I have been doing some reading on this lately and the most interesting thing is that the JPEA will evaluate any pearl that is submitted and according to them "all kinds of pearls can be submitted to inspection". When you combine that with the growing number of Freshwater pearls that are imported into Japan from Hong Kong and China, it seems entirely feasible to have strands of Freshwater pearls cultured in China being sold to US distributors with the JPEA tag attached.
That just seems to devalue the importance of the tag even more.
Now, I am not saying that is what is happening. I am just saying that my opinion of the Tag System has changed. While I did not think that it signified that the pearls were "made in Japan", I did previously think that it was a good way to offer the consumer assurance that the pearls were of good quality. My opinion now is that it is purely a marketing tactic playing on the consumers lack of knowledge of pearls. If any pearl from any country of origin can be submitted and have a tag attached (providing that it is in a shape to be sold)... well, you get the picture.

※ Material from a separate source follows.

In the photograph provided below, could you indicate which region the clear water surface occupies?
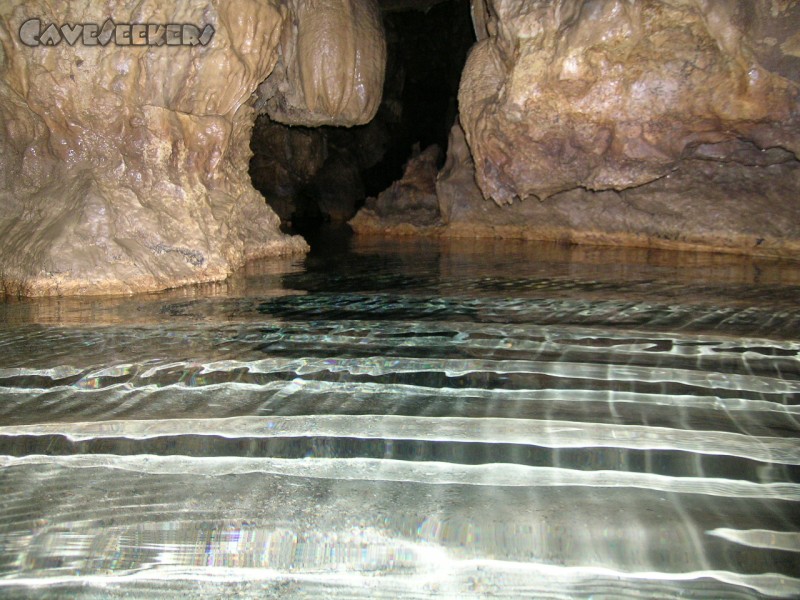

I asked Pearlsonly.com why their Japanese pearls were shipped out of China.
They replied that they have a main office in Beijing and that their buyers go
into Japan and purchase the best of Japanese Akoyas, bring them back to
China and there the necklace size you have ordered is made. So, that would
tell me that the pearls are indeed Japanese (came out of Japan) and the
necklace is made in China.
Basically what I have discovered is that a buyer has to trust the seller
until they have the product in their hands and can judge for themselves
wither the pearls are what they want for the money paid.
The good part is that most have a return policy which takes away a
little of the anxiety of the purchase.
This does not mean that the pearls they buy are cultured in Japan. This only means they are paying a higher price for the same pearls available in China. The Japanese farms do not sell directly to wholesalers, they sell to processing factories. These same factories also import Akoya from China at the rate of up to 80% of the pearls that are processed there (Japan is currently the largest importer of Akoya from China). The strands that are purchased from these factories are a mix of both.Originally Posted by Elizabeth
So, them telling you they are buying the best of "Japanese Akoya" is not true. They make no distinction between Japanese and Chinese Akoya in these factories.
Them telling you that they are strung and shipped out of China is true. All their pearls are shipped from China. The Houston TX address listed on the site is simply a mail forwarding service that forwards mail and packages to overseas addresses.